The Importance of Being Trunked April 22, 2011Posted by bobv451 in business, death, e-books, science fiction, VIPub, westerns, writing.
A friend commented a long time back about a writers conference where one attendee showed up year after year with the same ms, never rewritten, never altered but dusted off from where it had been kept under the bed during the prior year. Why not write something new? Best speculation was that the person liked being around writers (obviously a minor neurosis on its way to being psychosis) and meeting the big names the conference drew. Might be worth brandishing an unpublished ms to meet James Michener at the time?
The writer as celebrity has been pointed out as fallacy in many ways. Scott Phillips has a great story about being script writer on Drive and what happened when he had his picture taken with one of the minor starlets. The blonde joke about Hollywood and writers has been around for, I suspect, a long time.

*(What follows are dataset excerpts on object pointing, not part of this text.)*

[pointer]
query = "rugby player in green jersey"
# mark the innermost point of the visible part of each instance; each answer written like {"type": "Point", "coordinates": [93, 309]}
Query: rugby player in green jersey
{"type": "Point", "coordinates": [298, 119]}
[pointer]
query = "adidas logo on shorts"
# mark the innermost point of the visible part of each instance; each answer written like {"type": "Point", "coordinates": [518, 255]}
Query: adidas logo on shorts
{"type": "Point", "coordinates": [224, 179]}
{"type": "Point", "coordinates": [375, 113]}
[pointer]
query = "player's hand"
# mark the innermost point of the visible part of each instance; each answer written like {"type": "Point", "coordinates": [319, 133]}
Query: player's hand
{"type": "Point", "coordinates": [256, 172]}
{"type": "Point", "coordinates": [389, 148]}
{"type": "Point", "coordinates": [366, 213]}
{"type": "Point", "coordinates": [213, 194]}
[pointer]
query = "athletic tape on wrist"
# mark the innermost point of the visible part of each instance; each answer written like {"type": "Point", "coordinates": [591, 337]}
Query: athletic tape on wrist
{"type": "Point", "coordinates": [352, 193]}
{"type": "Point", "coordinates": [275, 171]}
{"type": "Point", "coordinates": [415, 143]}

So why bother with stories “in the trunk?” The world has changed, that’s why. We get rejected all the time. I had a novel proposal rejected at one house and it is currently at another. If it is bounced there, it has likely reached the end of legacy publisher submission since…there isn’t anywhere else to go with it. The story is fun and I will VIPub it if it doesn’t find a home…after its 2nd submission. Mighty small universe, that. And a mighty wide one with VIPub.
Short stories hardly have a market now, unless you put them up on Kindle or Nook yourself. Go through the trunk, dust off the ones that haven’t found a market and consider publishing either individually or as a small collection. Why not? Because they didn’t sell doesn’t mean they aren’t good (but, conversely, it might!). Just about everything has a market out there somewhere. VIPub is letting us put together small projects with small audiences. And that’s good, from the numbers viewpoint. You don’t have to reach 50k readers, as a print magazine might have to. If you get 500 readers, you’re likely ahead of the $ game. If you get only 1, you’re *still* ahead of it sitting unsold.
In today’s publishing world, even good stories can be rejected. Mike Stackpole has a fine novel in In Hero Years, I’m Dead that couldn’t find a legacy publishing home because it didn’t fit into any particular niche. It’s doing fine VIPub. Check it out in the usual e-venues.
So, never throw out those unsold stories. Those trunked stories might be good for something more than gaining entry to writers conferences to meet James Michener (though talking to him today might be interesting and worthy of a long novel about channeling).